BayWa r.e. accelerates Agri-PV research with four new pilot projects in the Netherlands, Austria and Germany. These “fruitvoltaic” systems combine food and solar energy production on the same land and aim to improve fruit quality through research on plant health, growth and production, while reducing waste due to plastic foil.
In the Netherlands, together with its Dutch subsidiary GroenLeven, BayWa r.e has built two Agri-PV research facilities in the villages of Enspijk and Randwijk in the centre of the Netherlands with a capacity of 105 kWp and 125 kWp. The cherry and pear pilots will be monitored by the Fruit Tech Campus and the Wageningen University & Research (WUR) respectively.

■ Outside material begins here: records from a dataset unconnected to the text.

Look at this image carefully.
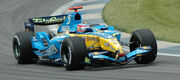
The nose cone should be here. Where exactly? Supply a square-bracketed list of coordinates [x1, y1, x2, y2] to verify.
[99, 37, 124, 54]
[108, 38, 124, 53]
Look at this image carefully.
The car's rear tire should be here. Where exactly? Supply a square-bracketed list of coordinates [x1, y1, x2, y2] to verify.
[13, 31, 38, 64]
[130, 29, 157, 64]
[61, 37, 87, 70]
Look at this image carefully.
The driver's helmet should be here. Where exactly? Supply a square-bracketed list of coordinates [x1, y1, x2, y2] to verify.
[77, 24, 90, 32]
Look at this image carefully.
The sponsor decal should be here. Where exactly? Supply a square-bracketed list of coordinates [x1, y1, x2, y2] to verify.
[42, 45, 58, 56]
[86, 36, 98, 41]
[32, 16, 66, 24]
[104, 43, 109, 47]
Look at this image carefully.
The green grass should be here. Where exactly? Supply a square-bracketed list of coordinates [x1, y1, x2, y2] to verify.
[103, 0, 180, 43]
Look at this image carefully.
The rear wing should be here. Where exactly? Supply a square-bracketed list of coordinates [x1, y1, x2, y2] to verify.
[24, 15, 67, 32]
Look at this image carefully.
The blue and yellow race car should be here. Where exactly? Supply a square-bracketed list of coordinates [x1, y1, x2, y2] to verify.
[13, 6, 157, 70]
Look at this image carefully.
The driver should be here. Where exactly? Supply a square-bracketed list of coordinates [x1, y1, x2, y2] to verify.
[77, 24, 92, 33]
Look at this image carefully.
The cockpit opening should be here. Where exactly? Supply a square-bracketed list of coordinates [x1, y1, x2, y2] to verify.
[75, 13, 81, 20]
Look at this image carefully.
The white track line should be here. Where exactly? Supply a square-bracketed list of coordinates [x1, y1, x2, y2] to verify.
[158, 53, 180, 57]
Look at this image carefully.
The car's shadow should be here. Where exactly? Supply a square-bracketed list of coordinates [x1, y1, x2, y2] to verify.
[84, 62, 158, 71]
[36, 62, 63, 67]
[35, 61, 158, 71]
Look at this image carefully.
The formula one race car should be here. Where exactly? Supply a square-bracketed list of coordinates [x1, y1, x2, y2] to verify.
[13, 6, 157, 70]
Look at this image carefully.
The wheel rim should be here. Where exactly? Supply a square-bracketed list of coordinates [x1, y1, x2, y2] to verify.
[13, 42, 20, 59]
[62, 46, 72, 66]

Both projects give the research institutes ample opportunity to test a variety of set-ups and their effects on the fruits.
In Austria, BayWa r.e., together with its subsidiary ECOWind, has completed a 340 kWp pilot for stone and pome fruit which was implemented together with the Haidegg research facility in Graz. Furthermore, BayWa r.e. and MKG GÖBEL finished construction of a 115 kWp raspberry pilot in Oedheim, in the South of Germany, with a light transmittance of approximately 70 % and rainproof construction. The research institute for Viticulture and fruit growing Weinsberg (LVWO) will be monitoring the quality of the fruit below the PV modules. With these pilots, BayWa r.e. keeps pushing the boundaries in fruit cultivation research via Agri-PV and is thereby actively supporting evidence-based decision-making in business and politics.

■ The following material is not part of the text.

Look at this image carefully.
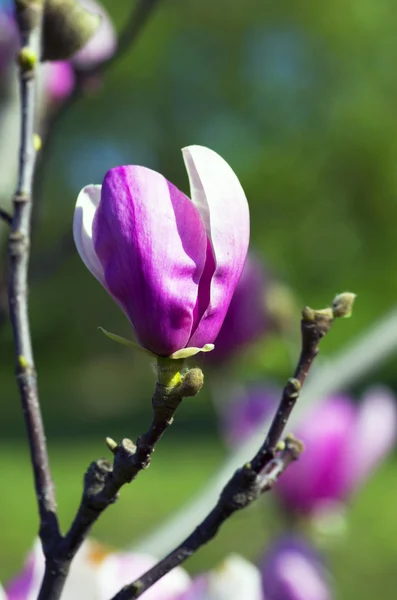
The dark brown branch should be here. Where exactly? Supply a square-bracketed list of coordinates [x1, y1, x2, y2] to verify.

Funding bodies of the projects are the Dutch government, the federal state of Styria in Austria and the federal state of Baden-Württemberg in Germany.
Stephan Schindele, Head of Product Management Agri-PV at BayWa r.e., commented: “Our Agri-PV projects can be a great response to the poly-crisis we are facing right now. In times of climate change, water scarcity and energy crisis, we should look for multifunctional approaches that support our sustainable development in the EU and worldwide. We are experiencing a great demand for our Agri-PV solutions, because it brings PV expansion in line with agriculture and nature conservation. For these synergies to be leveraged between the sectors, technical adaptation of the PV generator is required, resulting in higher costs. Unfortunately, in many markets, the political course has not yet been set to serve this potential and demand. In collaboration with the scientific community, we will demonstrate that it is socially, environmentally and economically worthwhile to support Agri-PV.”

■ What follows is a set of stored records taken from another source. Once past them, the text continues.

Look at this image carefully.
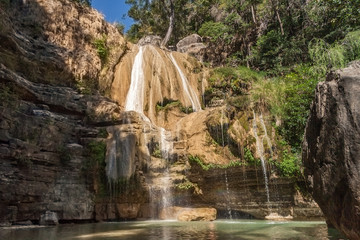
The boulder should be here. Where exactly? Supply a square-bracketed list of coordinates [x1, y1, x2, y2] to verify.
[159, 206, 216, 221]
[117, 203, 140, 219]
[177, 208, 217, 221]
[303, 61, 360, 239]
[138, 35, 162, 47]
[39, 211, 59, 225]
[176, 34, 206, 60]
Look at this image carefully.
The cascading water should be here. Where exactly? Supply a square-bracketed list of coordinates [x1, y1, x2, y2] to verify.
[259, 113, 273, 156]
[169, 52, 202, 112]
[252, 110, 270, 203]
[118, 45, 176, 219]
[221, 108, 232, 219]
[124, 46, 151, 123]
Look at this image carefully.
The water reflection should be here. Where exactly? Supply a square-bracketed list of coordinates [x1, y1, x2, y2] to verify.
[0, 220, 347, 240]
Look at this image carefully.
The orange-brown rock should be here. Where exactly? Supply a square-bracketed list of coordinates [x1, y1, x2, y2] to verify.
[159, 207, 216, 221]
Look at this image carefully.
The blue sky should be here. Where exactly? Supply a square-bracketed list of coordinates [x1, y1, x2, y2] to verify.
[92, 0, 134, 32]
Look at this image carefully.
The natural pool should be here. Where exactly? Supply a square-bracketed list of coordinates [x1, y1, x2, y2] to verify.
[1, 220, 346, 240]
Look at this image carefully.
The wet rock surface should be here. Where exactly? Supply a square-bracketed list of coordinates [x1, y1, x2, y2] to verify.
[303, 61, 360, 239]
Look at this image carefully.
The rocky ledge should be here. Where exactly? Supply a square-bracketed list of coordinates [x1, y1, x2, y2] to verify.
[303, 61, 360, 239]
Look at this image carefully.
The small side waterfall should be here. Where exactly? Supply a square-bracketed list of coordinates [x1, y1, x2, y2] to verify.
[221, 108, 232, 219]
[252, 110, 270, 203]
[106, 124, 136, 183]
[259, 113, 273, 156]
[169, 53, 202, 112]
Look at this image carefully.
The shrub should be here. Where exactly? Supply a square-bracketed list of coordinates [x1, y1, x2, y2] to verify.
[275, 150, 301, 178]
[0, 84, 18, 108]
[176, 181, 195, 190]
[58, 145, 71, 165]
[93, 35, 109, 64]
[198, 21, 231, 42]
[83, 141, 107, 195]
[114, 22, 125, 35]
[244, 147, 258, 165]
[209, 67, 252, 95]
[188, 155, 242, 171]
[309, 30, 360, 75]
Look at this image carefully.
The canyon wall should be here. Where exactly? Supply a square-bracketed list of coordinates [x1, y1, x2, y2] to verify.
[0, 0, 322, 225]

Dr. Benedikt Ortmann, Global Director of Solar Projects at BayWa r.e., added: “Climate change and agriculture are deeply connected with each other. We have already made a positive impact on both of these with our past projects, and we could do even better with our future ones. Making the most of combining food production and solar energy unites social, environmental and economic benefits. Now the question is: What should be done to create more of these kinds of projects?”
By the end of 2022, BayWa r.e. has developed and installed 15 Agri-PV projects in the EU. In 2023, the first Agri-PV projects will be built outside the EU and new “Rangevoltaic” applications added to its portfolio, in which animal husbandry for cows and sheep is combined with Agri-PV.